Published Mar 25, 2010
Clueless01
4 Posts
Hello, I am 31 year old male with BS and MS in engineering and thinking of going to stable carreer. I like the fact that Nurses have stable jobs and pay is not bad. I worked in Healthcare environment before and considered doing Md/DO programs but being in school for next 10 years is not attractive to me. I would like to go in surgery field if I am going to go into it but not sure how much interactions to surgery RNs actually have. Will it be even wise for me to go into nursing if I am interested in doing hands on surgery or should I look into PA instead (not sure if PAs can even do surgeries). What do you think? Thanks for your help.
rnto?
122 Posts
The roles for RNs and PAs is VASTLY different. PAs do not perform surgeries-I don't know if they assist in any way-the surgical PA I worked with basically rounded on patients after surgery and performed minor procedures such as wound debridement. RNs do scrub into surgeries-they are not the ones cutting/suturing, etc. They monitor the patient and maintain sterile technique, among other things. PAs work under the supervision of a physician, they can write orders for some things and help the physician create a treatment plan. RNs do not create medical plans of care (ordering drugs, performing surgery) but we are not just order-followers. Bedside nurses assess patients, carry out physician orders but also use nursing measures to impact patient outcomes. It's more direct/hands on.

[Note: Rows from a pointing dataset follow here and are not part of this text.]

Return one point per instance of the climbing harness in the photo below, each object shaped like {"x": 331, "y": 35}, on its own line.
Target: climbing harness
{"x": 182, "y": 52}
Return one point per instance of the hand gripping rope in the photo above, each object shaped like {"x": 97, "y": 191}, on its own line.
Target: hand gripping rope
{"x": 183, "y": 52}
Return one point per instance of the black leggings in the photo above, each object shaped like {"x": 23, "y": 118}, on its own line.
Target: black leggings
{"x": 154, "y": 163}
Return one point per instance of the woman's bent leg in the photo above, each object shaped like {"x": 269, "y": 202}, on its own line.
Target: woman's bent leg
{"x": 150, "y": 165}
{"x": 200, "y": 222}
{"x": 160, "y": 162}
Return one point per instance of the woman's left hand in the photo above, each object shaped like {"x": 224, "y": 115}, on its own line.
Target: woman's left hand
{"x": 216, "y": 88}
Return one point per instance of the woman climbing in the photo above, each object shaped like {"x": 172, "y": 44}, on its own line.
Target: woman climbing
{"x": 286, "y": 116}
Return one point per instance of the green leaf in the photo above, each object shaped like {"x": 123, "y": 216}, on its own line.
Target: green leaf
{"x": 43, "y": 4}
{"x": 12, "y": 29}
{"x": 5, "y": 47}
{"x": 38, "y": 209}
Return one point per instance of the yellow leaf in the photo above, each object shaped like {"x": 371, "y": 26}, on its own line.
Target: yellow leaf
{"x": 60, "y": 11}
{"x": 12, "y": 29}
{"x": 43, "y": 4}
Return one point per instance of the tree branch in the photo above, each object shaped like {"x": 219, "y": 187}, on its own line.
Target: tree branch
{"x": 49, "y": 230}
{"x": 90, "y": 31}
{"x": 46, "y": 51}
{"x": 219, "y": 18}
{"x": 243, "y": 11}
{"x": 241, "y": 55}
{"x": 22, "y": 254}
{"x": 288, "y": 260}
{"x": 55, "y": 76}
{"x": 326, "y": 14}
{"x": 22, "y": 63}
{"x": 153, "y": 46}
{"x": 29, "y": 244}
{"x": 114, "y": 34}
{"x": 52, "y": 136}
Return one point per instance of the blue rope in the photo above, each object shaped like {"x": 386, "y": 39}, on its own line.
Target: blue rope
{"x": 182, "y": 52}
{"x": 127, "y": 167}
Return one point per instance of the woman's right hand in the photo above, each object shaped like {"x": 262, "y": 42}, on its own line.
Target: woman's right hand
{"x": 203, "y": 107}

However, that is only a late-night, brief definition. I suggest you go to the Occupational Outlook Handbook and look up the entries for each career path
BTW, if you are referring to PA vs. NP, that's a different ballgame.
Just re-read your post, and honestly I don't think as a PA you will be doing "hands-on surgery".
SuesquatchRN, BSN, RN
10,263 Posts
Nurse practitioners have wider scopes of practice than PAs in NYS.